[Top][All Lists]

[Date Prev][Date Next][Thread Prev][Thread Next][Date Index][Thread Index]

Re: gnulib module install

From: Karl Berry
Subject: Re: gnulib module install
Date: Thu, 4 Mar 2010 23:09:11 GMT

Here's my attempt at describing the third "mixed" approach to Gnulib
sources.  Is it ok?

@node VCS Issues
@section Issues with Version Control Systems

If a project stores its source files in a version control system (VCS),
such as CVS, Subversion, or Git, one needs to decide which files to commit.

In principle, all files created by @code{gnulib-tool}, except
@file{gnulib-cache.m4}, can be treated like generated source files,
like for example a @file{parser.c} file generated from
@file{parser.y}.  Alternatively, they can be considered source files
and updated manually.

Here are the three different approaches in common use.  Each has its
place, and you should use whichever best suits your particular project
and development methods.

In projects which commit all source files, whether generated or not,
into their VCS, the @code{gnulib-tool} generated files should all be
committed.  In this case, you should pass the option
@samp{--no-vc-files} to @code{gnulib-tool}, which avoids alteration of
VCS-related files such as @file{.cvsignore}.

Gnulib also contains files generated by @command{make} (and removed by
@code{make clean}), using information determined by
@command{configure}.  For a Gnulib source file of the form
@file{lib/foo.in.h}, the corresponding @file{lib/foo.h} is such a
@command{make}-generated file.  These should @emph{not} be checked
into the VCS, but instead added to @file{.cvsignore} or equivalent.
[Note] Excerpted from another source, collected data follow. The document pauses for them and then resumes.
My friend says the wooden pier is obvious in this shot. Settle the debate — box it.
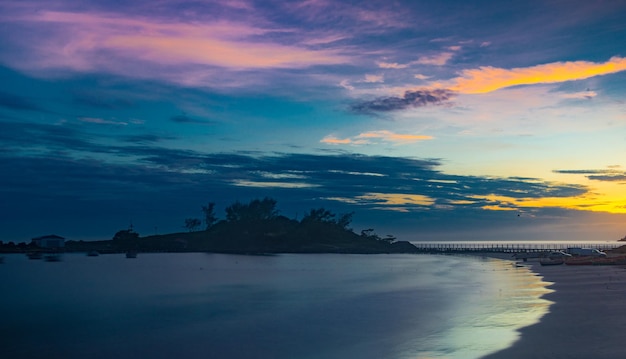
[410,242,620,254]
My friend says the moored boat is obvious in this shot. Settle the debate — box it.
[44,253,62,262]
[26,252,43,260]
[540,258,564,266]
[564,257,594,265]
[126,250,138,259]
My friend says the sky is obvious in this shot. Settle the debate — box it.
[1,0,625,243]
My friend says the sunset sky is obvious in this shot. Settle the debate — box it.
[1,0,625,243]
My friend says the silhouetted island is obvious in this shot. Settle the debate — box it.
[4,198,420,255]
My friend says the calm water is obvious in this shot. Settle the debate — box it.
[0,253,551,359]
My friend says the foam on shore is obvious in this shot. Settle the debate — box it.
[482,259,626,358]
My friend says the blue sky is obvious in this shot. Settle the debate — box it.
[1,0,625,242]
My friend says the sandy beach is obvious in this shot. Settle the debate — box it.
[483,259,626,359]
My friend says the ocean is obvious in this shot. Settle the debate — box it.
[0,253,552,359]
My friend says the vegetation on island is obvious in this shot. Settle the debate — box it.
[0,197,418,254]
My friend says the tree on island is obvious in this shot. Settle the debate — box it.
[201,202,218,230]
[225,197,279,223]
[301,208,354,230]
[184,218,202,232]
[112,228,139,241]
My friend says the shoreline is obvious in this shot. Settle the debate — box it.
[481,257,626,359]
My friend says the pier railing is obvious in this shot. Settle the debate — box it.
[410,242,621,254]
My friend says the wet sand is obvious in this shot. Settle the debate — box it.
[482,260,626,359]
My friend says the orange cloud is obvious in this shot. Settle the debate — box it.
[326,193,435,208]
[320,136,353,144]
[447,57,626,94]
[356,130,433,143]
[321,130,433,145]
[358,193,435,206]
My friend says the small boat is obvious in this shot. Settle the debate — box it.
[27,252,43,260]
[540,258,564,266]
[44,253,62,262]
[564,257,594,265]
[87,251,100,257]
[125,250,138,259]
[591,256,626,265]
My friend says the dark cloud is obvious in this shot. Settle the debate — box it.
[171,114,214,125]
[554,169,626,182]
[122,134,177,144]
[0,120,591,241]
[351,89,454,113]
[0,121,103,153]
[73,93,135,109]
[553,169,605,174]
[587,174,626,182]
[0,91,46,112]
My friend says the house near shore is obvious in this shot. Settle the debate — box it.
[31,234,65,249]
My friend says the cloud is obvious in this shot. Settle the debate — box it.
[554,169,626,182]
[0,91,46,112]
[232,180,320,188]
[73,93,135,109]
[560,91,597,100]
[357,130,433,143]
[364,74,384,83]
[414,52,454,66]
[321,130,433,145]
[320,136,353,145]
[123,134,177,144]
[170,115,214,125]
[587,175,626,182]
[1,121,585,213]
[377,61,408,69]
[445,56,626,94]
[79,117,128,126]
[338,80,355,91]
[351,89,454,112]
[376,51,454,69]
[0,8,348,82]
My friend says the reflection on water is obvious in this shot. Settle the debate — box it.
[0,253,552,359]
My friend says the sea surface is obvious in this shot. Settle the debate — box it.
[0,253,552,359]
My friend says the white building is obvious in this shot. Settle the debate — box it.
[31,235,65,248]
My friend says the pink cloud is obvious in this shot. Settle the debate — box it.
[377,61,408,69]
[414,52,454,66]
[1,9,348,80]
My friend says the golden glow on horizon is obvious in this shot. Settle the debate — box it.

In projects which customarily omit from their VCS all files that are
generated from other source files, none of these files and directories
are added into the VCS.  The only file that must be added to the VCS
is @file{gnulib-cache.m4} in the M4 macros directory.  Also, the
script for restoring files not in the VCS, customarily called
@file{autogen.sh} or @file{bootstrap.sh}, will typically contain the
statement for restoring the omitted files:

$ gnulib-tool --update
@end smallexample

The @samp{--update} option operates much like the @samp{--import} option,
but it does not offer the possibility to change the way Gnulib is used.
Also it does not report in the ChangeLogs the files that it had to add
because they were missing.

Some projects take a ``middle road'': they do commit Gnulib source
files as in the first approach, but they do not commit other derived
files, such as a @code{Makefile.in} generated by Automake.  This
increases the size and complexity of the repository, but can help
occasional contributors by not requiring them to have a full Gnulib
checkout to do a build, and all developers by ensuring that all
developers are working with the same version of Gnulib in the
repository.  It also supports multiple Gnulib instances within a
project.  It remains important not to commit the
@command{make}-generated files, as described above.